Did castro Arrange To have Che guevara Captured/Killed?

I just happened to see a LONELY PLANET travel show about Cuba-and (apparently) the che Guevara cult is still in full swing. You can attend Che University, get a degree in “Che” studies, buy Che t-shirts, berets, etc. Che has been sold to the cuban people as something like a saint…yet i was told once (by a Cuban history professor) that Castro actually was very jealous of Che’s popularity…so much so that he (Castro) arranged for Che to be captured in Bolivia. he (the Cuban history prof.) didn’t say if castro intended Che to be executed, but Castro was happier getting him out of the way.
Is there any proof that castro actually wanted Che dead? I suspect my source had a bit of bias-he escaped from cuba with just his clothes, and lost a brother to Castro’s henchmen.

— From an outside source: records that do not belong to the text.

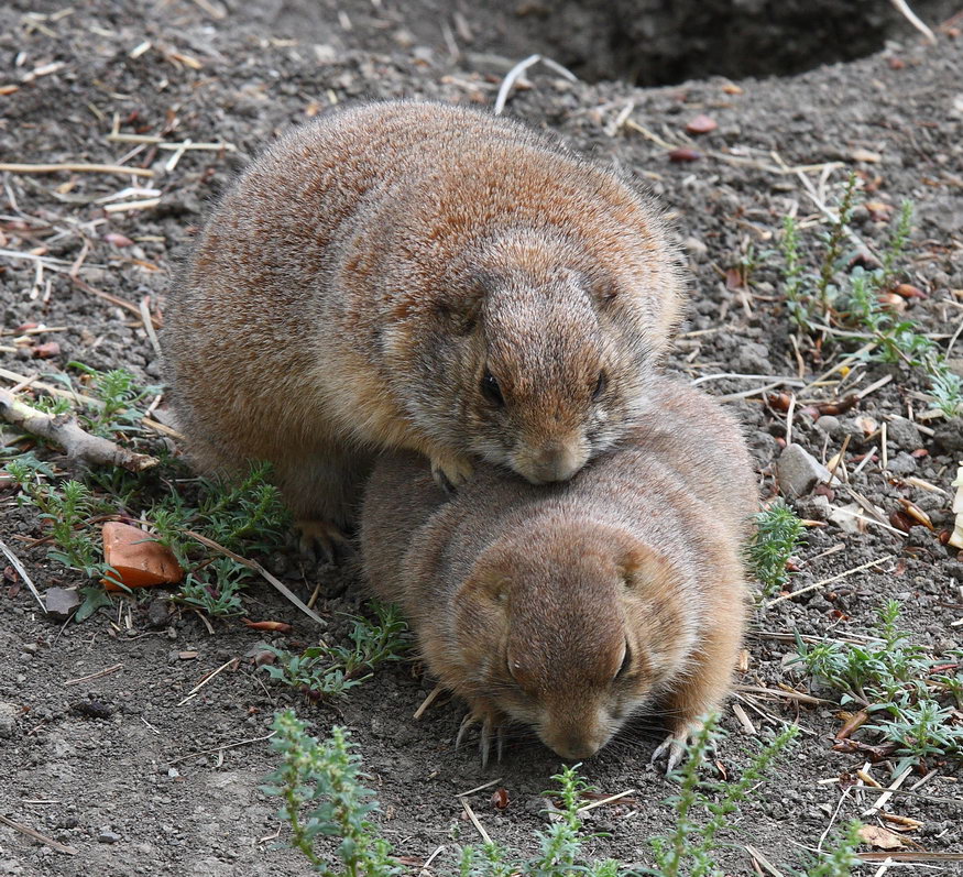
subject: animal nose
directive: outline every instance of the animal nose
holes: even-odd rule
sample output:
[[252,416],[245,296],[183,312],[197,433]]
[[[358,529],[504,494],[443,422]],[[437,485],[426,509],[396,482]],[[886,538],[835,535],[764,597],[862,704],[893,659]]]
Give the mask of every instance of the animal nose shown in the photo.
[[568,445],[548,445],[533,459],[538,481],[568,481],[586,462],[586,456]]
[[558,742],[551,748],[567,761],[581,761],[583,758],[591,758],[599,752],[598,746],[574,738]]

  1. As far as following of Che Guevera, you can go pretty much anywhere in Latin America and get your fill of t-shirts, hankies, soccer shirts, etc. with images of Che.

  2. Short anwer wi/ the context of historical information: No.

  3. A bit longer answer w/o getting into GD: I would recommend highly reading John Lee Anderson’s Che Guevara: A Revolutianary Life in so far as this period of Che’s life.

  4. A bit of GD, this story always makes the rounds, but this rumor always deflects the real reasons of Che’s capture: a) Bolivia Military captured him using military intelligence and strategy; b) Bolivia was not “fertile” ground for his foco tactics; c) CIA aided in his capture.; d) in the end it was the Bolivian officers who were involved in the capture that shot him.

XicanoreX

I don’t know if he wanted him killed but it certainly seems he wanted him out of the way.

The true story of Che Guevara’s death was generally known in Moscow and I have heard it independently repeated by Muscovites. It goes this way:

In 1965, the USSR decided that Che Guevara needed to be eliminated. Incredibly, his politics were too far to the left for them. But Che Guevara was fighting a guerilla war against the government of Bolivia and was very hard to find. Yevgeny Yevtoshenko a famous Russian poet with international travel privileges, in the employ of the USSR, took off for South America where, armed with twenty-four bottles of vodka, he found Che and they became very good friends. Yevgeny hung out with Che. Che had a very bad cough; in fact, he had early tuberculosis; he was a medical doctor and knew this, but he said to Yevgeny, “what is there to do? There are some medics but no hospitals and no medicine.” Yevgeny became very concerned indeed. He said, “I can take you back to my country! I am important there–you will be my buddy Jose from South America. They will be happy to fix you up, no cost to you. Why don’t you come?” So Che came to the USSR, and had his tuberculosis cured. While there, he had his own private East German nurse (picture tall, blond, beautiful nazi with ram’s horns and a very starched uniform) who was assigned to honeytrap him. It was a transforming experience for Che; he had never had such love or such sex before. They were married, and when Che was well, they both went back to South America, he with starry eyes and she with a radio transmitter that the Bolivian army was listening to. Not long after, the Bolivian Army found Che Guevara in his secret camp and shot him to death. Then they raped and shot his East German nurse to death. The USSR was functionally blameless, though they orchestrated it.

And that is how Che Guevara died. All Moscow knew this, because Yevgeny Yevtoshenko’s wife knew this; “the shit’s still abroad,” she would tell people when Yevgeny was in South America, being Che Guevara’s best friend. This is the only piece of “shit” about himself that Yevtushenko never admitted to in print.

Since this information is generally “known” in Moscow, would you perhaps have some kind of cite for this interesting story?

I’ve known many people from Moscow, and this is the first I am hearing of it.

Thank you in advance. Or apologies if I am being “whooshed.”

Well, it’s unfortunately up to each of us to decide if we’re being whooshed… Yevtoshenko isn’t talking, and there is no documentary evidence to support the story, so it cannot be published in a historical journal. All of the facts check out, however, and the story was taken for granted by Moscow’s literary circle in which Yevtoshenko’s wife moved. It’s a “reliable rumor.”